Has the closure hindered reopening?
As the vaccine roll out continues to gather pace and we begin on the road-map out of lock-down, it seems the UK hospitality industry, particularly hotels, has a challenging year ahead.
Hoteliers are cautiously optimistic that pent up demand, postponed weddings, other events and an increase in staycations will see a substantial rise in bookings from mid-May when we move onto ‘step 3’ of the Government’s plan.
However, faced with at least another 4 months of social contact restrictions in some form and with more stringent curbs on international travel likely to be in place for much of the year, it may be that this optimism is short lived and occupancy rates do not recover sufficiently to make inroads into the losses sustained over the past 12 months.
Hotels that are focused on international business, city centre locations or luxury experiences are likely to fair worse than those targeting UK holidaymakers.

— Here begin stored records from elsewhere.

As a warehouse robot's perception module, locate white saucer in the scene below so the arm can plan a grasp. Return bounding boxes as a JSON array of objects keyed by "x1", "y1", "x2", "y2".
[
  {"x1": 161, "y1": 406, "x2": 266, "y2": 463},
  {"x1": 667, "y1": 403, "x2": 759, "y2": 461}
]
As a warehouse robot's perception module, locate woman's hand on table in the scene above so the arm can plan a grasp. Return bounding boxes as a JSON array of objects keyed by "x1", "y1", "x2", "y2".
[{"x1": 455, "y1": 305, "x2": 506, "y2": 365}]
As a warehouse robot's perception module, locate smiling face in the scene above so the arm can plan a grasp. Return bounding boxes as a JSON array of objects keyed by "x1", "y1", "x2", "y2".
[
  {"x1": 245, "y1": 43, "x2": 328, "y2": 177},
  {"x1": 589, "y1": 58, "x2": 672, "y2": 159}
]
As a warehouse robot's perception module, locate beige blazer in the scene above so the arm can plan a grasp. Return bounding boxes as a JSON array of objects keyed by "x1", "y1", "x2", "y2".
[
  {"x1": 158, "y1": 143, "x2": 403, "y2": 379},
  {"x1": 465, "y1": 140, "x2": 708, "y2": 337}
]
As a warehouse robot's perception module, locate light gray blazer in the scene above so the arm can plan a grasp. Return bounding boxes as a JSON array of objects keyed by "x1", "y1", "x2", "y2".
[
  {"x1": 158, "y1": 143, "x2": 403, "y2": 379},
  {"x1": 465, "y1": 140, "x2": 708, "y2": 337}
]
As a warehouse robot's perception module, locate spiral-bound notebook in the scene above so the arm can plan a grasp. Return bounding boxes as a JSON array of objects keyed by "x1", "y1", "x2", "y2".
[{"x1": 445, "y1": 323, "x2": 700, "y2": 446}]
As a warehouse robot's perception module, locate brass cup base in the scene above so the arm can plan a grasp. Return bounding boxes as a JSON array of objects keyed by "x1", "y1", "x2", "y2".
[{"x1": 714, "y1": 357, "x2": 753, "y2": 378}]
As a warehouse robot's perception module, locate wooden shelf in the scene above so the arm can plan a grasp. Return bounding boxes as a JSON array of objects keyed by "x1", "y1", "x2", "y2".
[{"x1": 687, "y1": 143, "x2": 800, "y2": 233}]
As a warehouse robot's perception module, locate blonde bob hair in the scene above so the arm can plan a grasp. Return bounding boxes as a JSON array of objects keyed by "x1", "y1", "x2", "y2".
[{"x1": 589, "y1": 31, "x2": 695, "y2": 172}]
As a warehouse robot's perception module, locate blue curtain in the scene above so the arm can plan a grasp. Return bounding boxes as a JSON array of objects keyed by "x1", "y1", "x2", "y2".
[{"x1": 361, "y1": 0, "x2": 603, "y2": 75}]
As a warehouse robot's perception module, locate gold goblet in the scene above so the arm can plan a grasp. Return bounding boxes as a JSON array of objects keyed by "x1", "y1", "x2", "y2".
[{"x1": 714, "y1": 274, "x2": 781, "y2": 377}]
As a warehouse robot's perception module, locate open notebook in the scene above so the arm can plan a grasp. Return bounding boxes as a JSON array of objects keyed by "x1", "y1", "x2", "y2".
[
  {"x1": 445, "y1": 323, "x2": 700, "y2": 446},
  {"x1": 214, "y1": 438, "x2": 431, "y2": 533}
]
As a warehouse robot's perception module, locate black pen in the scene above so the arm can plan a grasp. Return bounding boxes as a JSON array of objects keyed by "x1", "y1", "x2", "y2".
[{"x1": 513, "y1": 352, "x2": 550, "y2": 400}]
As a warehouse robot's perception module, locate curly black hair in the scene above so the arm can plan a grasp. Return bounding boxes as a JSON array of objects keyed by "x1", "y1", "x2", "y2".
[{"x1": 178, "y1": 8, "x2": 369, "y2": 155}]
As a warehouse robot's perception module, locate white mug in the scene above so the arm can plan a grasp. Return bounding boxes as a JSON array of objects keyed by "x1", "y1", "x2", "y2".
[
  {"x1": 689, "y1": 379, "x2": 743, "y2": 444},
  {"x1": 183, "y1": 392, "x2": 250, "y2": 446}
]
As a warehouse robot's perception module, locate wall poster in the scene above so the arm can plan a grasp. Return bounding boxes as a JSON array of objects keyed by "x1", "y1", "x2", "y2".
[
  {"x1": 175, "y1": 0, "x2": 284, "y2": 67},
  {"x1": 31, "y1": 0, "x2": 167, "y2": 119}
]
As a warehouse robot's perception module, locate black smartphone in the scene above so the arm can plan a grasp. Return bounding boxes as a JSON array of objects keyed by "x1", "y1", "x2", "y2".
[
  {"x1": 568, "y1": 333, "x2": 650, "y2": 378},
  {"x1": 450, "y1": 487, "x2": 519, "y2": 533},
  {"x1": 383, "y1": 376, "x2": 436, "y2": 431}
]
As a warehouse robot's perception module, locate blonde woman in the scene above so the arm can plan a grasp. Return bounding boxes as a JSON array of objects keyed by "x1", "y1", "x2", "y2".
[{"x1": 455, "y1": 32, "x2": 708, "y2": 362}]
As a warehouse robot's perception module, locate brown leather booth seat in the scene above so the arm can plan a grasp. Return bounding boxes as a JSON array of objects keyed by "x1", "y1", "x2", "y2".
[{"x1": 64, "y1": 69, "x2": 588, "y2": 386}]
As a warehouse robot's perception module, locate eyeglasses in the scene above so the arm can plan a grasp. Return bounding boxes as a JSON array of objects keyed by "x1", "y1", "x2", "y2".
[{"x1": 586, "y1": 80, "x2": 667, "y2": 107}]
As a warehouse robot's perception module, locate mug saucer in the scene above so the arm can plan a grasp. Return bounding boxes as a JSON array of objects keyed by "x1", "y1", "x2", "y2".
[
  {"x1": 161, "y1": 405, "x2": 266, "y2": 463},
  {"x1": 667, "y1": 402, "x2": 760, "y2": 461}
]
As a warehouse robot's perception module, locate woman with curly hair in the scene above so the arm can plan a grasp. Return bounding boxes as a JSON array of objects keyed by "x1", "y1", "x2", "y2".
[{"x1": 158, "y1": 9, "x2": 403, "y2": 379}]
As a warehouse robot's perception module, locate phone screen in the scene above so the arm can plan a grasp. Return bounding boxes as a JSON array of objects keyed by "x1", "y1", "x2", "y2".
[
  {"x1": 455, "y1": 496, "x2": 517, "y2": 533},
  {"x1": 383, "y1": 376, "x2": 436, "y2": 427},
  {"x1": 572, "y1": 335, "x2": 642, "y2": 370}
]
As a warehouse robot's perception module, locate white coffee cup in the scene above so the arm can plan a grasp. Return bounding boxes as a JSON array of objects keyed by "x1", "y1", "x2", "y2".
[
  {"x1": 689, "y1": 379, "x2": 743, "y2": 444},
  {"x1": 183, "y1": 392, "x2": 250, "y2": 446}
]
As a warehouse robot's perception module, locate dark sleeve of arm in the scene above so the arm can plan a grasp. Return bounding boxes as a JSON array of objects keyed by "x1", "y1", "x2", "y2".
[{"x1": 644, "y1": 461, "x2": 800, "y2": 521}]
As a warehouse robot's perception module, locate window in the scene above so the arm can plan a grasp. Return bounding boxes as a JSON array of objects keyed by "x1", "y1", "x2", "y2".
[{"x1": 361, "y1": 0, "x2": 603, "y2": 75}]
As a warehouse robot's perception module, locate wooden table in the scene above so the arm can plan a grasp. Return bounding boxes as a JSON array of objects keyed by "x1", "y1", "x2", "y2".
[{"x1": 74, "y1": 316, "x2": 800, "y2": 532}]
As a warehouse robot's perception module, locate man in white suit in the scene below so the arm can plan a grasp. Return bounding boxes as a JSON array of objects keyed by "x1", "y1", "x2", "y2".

There is also is the question of liquidity. With many hoteliers having accrued additional liabilities since the first lockdown not only will they need working capital to support reopening and increasing occupancy but they will also need to find a way to pay down liabilities. For those that have benefited from CBILS, these will soon start to need servicing although there are expectations of further flexibility being introduced in the impending budget.
There is still much uncertainty and it is unrealistic not to expect some casualties but as always the best prepared are likely to survive and will no doubt come out of this stronger. There are actions that you or your clients should be taking to ensure they are on top of the pile
Leasehold hoteliers must engage proactively with landlords to renegotiate lease models, working together with landlords to share the burden of recent events has to be the most important step. Focus landlord discussions on those sites that provide the greatest return. Where significant rent arrears have accrued, recognise that landlords themselves are likely to be under pressure and offering to service these arrears in some capacity may result in better terms in the long run.
Freeholders with financing obligations should take the time to fully understand their covenants and the options available. Whilst lenders are currently being more lenient on breaches it is only a matter of time before they look at enforcement methods where appropriate, particularly as there is more confidence in asset values and their recovery. As tempting as it may be to look at alternative lenders for re-financing it is important that you seek advice on this to ensure the right long-term structure and negotiate the best possible terms.
The acquisition market is currently quiet making it difficult to sell off less desirable sites so think creatively about repositioning these offerings. On the flip-side those able to further invest should look at UK locations as it is likely the staycation is here for the foreseeable future.
Re-budgeting is key during this time. To have the best chance of coming through this process hoteliers need to go back to basics and work on a zero budget basis. Hoteliers and investors need to justify all costs from the bottom up and decide where costs can be cut. For example toiletries on offer, additional cocktail bars, maid servicing frequency, gastro offering e.t.c .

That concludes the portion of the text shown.